Language Detection Geekery
There have been a few questions on the Twitter API development list asking about how search.twitter.com is able to detect the language of a tweet. The methods used are nothing new to the field of natural language processing (NLP), but most developers haven't studied much NLP. I'll cover the industry standard method we're using, as well as the shortcomings. I'm a language geek but not a linguist or NLP scientist so I started with a knowledge of programming but not of the existing techniques for language detection. I was able to recognize spoken and written languages I didn't speak and that sparked my interest in what I was gleaning that information from. I'm no protege so there must be some simple mental process. I thought language-specific search would be nice so I read up and started on the code.
Most Common Words
My first thought was that you can determine a language by using some of the most common words. I spent a lazy Saturday afternoon thinking about it and came up with an idea. While 'die' is a word in English, it's a very common article in German (feminine 'the'). I started to think about how I could leverage that knowledge to detect languages but ran into a wall. You see, I speak German so it wasn't a good explanation for my ability to pick up the difference between spoken Chinese and Korean. Those two bring up a good point, the way I determine those in writing (characters) differs from how I do in speech (tones). In languages, the most common words tend to be the shortest and with only a limited number of syllables it seemed like my common-words method was doomed to failure.

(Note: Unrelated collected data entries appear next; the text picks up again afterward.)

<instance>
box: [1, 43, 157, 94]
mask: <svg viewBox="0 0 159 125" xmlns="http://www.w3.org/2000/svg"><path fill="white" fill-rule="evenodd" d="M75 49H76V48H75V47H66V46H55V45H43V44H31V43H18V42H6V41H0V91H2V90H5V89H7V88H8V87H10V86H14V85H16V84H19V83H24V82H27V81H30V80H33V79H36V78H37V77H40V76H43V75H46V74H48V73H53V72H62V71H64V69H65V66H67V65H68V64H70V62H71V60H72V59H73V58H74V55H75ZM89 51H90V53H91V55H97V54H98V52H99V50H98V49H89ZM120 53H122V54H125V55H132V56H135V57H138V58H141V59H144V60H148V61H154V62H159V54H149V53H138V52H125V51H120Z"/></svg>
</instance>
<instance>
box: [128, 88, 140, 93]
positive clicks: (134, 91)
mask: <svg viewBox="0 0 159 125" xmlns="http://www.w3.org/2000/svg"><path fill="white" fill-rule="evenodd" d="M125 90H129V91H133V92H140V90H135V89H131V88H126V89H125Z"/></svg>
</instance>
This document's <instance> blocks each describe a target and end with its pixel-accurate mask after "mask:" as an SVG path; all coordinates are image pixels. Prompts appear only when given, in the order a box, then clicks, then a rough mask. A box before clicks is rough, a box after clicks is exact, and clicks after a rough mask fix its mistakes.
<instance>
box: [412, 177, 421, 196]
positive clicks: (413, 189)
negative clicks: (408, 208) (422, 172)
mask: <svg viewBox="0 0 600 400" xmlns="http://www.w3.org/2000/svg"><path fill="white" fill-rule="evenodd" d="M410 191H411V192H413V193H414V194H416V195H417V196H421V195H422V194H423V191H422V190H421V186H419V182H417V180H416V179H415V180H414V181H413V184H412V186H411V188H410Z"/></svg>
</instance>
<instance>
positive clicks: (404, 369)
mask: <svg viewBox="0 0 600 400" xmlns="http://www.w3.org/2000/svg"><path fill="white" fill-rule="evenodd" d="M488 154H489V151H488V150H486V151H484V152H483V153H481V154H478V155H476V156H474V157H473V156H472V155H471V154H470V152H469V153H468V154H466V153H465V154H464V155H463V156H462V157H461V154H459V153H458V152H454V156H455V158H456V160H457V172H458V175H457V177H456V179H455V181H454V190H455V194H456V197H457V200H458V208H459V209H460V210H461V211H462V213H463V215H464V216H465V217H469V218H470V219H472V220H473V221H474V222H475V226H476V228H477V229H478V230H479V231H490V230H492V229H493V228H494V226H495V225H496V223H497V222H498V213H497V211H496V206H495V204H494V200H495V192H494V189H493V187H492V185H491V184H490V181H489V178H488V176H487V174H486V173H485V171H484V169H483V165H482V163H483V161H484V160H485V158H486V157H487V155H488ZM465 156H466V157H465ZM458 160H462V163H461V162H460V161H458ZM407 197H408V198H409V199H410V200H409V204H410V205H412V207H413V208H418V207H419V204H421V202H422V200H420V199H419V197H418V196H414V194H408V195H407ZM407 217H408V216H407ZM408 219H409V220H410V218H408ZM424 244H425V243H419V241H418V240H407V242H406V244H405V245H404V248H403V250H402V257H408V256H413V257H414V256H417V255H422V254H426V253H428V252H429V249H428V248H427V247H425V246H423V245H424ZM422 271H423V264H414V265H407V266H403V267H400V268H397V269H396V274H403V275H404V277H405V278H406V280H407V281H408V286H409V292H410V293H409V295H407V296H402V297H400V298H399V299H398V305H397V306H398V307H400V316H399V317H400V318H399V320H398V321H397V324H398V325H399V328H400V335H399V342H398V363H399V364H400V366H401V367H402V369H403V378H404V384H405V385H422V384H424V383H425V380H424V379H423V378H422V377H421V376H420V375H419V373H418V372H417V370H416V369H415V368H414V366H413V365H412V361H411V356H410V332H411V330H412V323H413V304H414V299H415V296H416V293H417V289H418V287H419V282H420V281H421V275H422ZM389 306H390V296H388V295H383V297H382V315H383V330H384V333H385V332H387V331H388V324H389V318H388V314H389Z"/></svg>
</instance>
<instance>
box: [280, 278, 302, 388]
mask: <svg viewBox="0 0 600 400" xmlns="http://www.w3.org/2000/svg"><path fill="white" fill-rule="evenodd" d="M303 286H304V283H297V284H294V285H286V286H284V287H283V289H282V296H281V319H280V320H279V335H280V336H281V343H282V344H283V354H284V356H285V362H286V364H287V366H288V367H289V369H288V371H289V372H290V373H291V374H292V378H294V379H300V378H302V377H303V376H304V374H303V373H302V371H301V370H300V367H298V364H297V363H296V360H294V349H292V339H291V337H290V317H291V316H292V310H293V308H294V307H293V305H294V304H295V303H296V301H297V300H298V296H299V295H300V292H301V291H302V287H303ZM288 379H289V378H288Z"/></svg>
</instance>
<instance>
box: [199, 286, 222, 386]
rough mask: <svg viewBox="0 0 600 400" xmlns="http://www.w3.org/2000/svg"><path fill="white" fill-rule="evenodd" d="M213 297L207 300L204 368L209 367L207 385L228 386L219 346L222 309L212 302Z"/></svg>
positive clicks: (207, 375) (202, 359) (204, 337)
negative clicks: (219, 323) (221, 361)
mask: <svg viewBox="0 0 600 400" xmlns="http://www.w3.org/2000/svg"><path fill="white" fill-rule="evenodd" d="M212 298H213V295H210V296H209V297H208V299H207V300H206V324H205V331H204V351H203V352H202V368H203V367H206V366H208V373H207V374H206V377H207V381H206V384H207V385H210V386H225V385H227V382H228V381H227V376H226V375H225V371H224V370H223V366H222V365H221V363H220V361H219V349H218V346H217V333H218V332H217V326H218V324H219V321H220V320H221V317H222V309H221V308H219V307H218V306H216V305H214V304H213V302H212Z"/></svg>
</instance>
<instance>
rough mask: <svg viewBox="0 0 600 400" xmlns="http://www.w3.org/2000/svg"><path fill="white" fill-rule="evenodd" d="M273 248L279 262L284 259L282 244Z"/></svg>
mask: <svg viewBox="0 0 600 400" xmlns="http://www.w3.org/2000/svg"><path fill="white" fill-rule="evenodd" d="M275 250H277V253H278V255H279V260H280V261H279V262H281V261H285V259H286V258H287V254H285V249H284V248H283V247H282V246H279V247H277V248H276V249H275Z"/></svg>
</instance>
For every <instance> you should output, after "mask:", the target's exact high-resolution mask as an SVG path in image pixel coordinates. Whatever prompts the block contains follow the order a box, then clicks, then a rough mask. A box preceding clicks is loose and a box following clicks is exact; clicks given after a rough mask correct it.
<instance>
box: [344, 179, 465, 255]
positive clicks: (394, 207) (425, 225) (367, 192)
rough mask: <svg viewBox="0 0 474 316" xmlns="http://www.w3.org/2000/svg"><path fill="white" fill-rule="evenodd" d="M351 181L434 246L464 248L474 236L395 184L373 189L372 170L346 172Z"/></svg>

It seemed clear my first idea wasn't going to work but it seemed close to a statistical method for identifying a language. That phrase 'statistical method' made me think of conference papers so I started searching those. That reading not only brought me up to speed on the current state of language detection, but increased my general language interest.

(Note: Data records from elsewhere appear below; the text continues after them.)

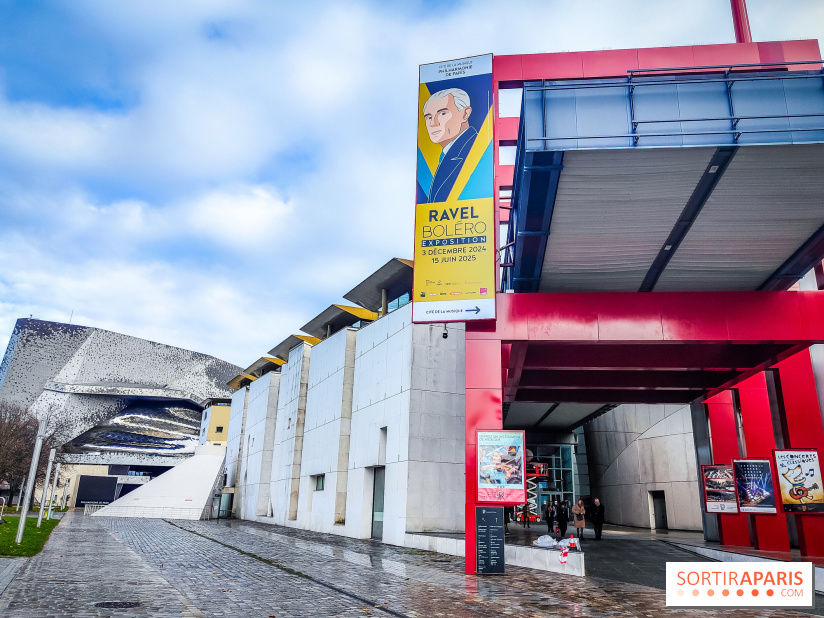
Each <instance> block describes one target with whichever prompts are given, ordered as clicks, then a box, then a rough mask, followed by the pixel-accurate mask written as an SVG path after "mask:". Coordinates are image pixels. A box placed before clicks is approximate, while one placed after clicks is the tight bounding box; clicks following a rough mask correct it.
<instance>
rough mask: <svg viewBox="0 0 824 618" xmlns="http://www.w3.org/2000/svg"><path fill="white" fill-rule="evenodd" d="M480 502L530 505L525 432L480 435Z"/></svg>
mask: <svg viewBox="0 0 824 618" xmlns="http://www.w3.org/2000/svg"><path fill="white" fill-rule="evenodd" d="M475 435H476V439H477V442H476V444H477V452H478V502H491V503H495V502H497V503H499V504H500V503H511V504H523V503H525V502H526V475H525V474H524V469H525V465H526V461H525V453H526V451H525V449H524V432H523V431H507V430H503V429H500V430H494V431H482V430H478V431H477V432H476V433H475Z"/></svg>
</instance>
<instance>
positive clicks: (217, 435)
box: [206, 406, 232, 445]
mask: <svg viewBox="0 0 824 618" xmlns="http://www.w3.org/2000/svg"><path fill="white" fill-rule="evenodd" d="M231 410H232V406H211V407H210V408H209V429H208V430H207V431H206V443H207V444H215V443H217V442H219V443H220V444H223V445H225V444H226V440H227V439H228V438H227V436H228V435H229V412H230V411H231ZM217 427H223V433H217V432H216V431H215V429H216V428H217Z"/></svg>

I was pleasantly surprised to find out I wasn't totally off base in looking at distribution of the data. It's the basis of statistical analysis so how could I really be that far off, but being new to all of this I feared I had made the most rookie of mistakes. It turns out that if you chop words up into groups of letters and store the distribution for each language they are different enough to let you determine a language with pretty good accuracy.
This method is very successful but in requires that you have a large set of training data for each language in order to get an accurate distribution. There are some academic collections you can use, but not for a commercial product. My background in is in web crawlers, so crawling a series of sites for each language seemed reasonable. The problem was, without language detection I wouldn't know what language it was. A bit of a catch-22.
Enter Wikipedia. There data is divided by language, freely available, large, and created on a variety of subjects by a variety of authors. In my brief NLP and language reading I had already learned that the subject, author and audience of a work will have a large influence on the types of words used. For example, if you did your English training on legal contracts you would think we say use much more Latin that we really do.
The code for doing this character distribution work can be found in Nutch. That code was hard to find when searching for language detection. Being a crawler developer I remembered seeing it and verified it works based on character distribution. My crawlers and my language hobby were coming together at last. I did some crawling for additional languages from Wikipedia and then realized that ideographic language fail using this method since they don't use as restrictive of an alphabet.
While the character distribution method handles languages using the Latin alphabet really well it does break down on some other alphabets. It works surprisingly well on languages using the Arabic alphabet (Arabic, Farsi, etc), as well as Cyrillic, Hebrew and a slew of others. I am guessing any semi- phonetic language is going to match that pattern. Where it has problems is Kanji, since a word is not made up of a combination of characters from a small set.
I don't speak Chinese or Japanese but I used them as a good example of two ideographic languages that the character distribution method fails to differentiate. What's interesting between these two is that Japanese actually uses several different character sets for text. You can see in the Unicode table there are Kanji, Hiragana and Katakana … which got me thinking: What if you used the statistical distribution of character sets?
As it turns out this gives reasonably good results. Good enough that they are worth keeping. I removed all ideographic training data from the character distribution check and made the code try a second method where it checks the character set distribution. A bit of manual evaluation and some checks for minimum confidence later and it seems like we are sorting Chinese from Japanese correctly often enough to make me, a non-speaker, happy.
I'm not a linguist. I'm not a computational linguist. I'm a programmer who is facinated with language. I learned the basics of language detection and extended it a little to cover ideographic scripts. I've had some success and I hope this helps you have a little too. Our training data still needs some work, but I think over all I've found a solution that is pretty damn good for the cost … which was my time and a little CPU.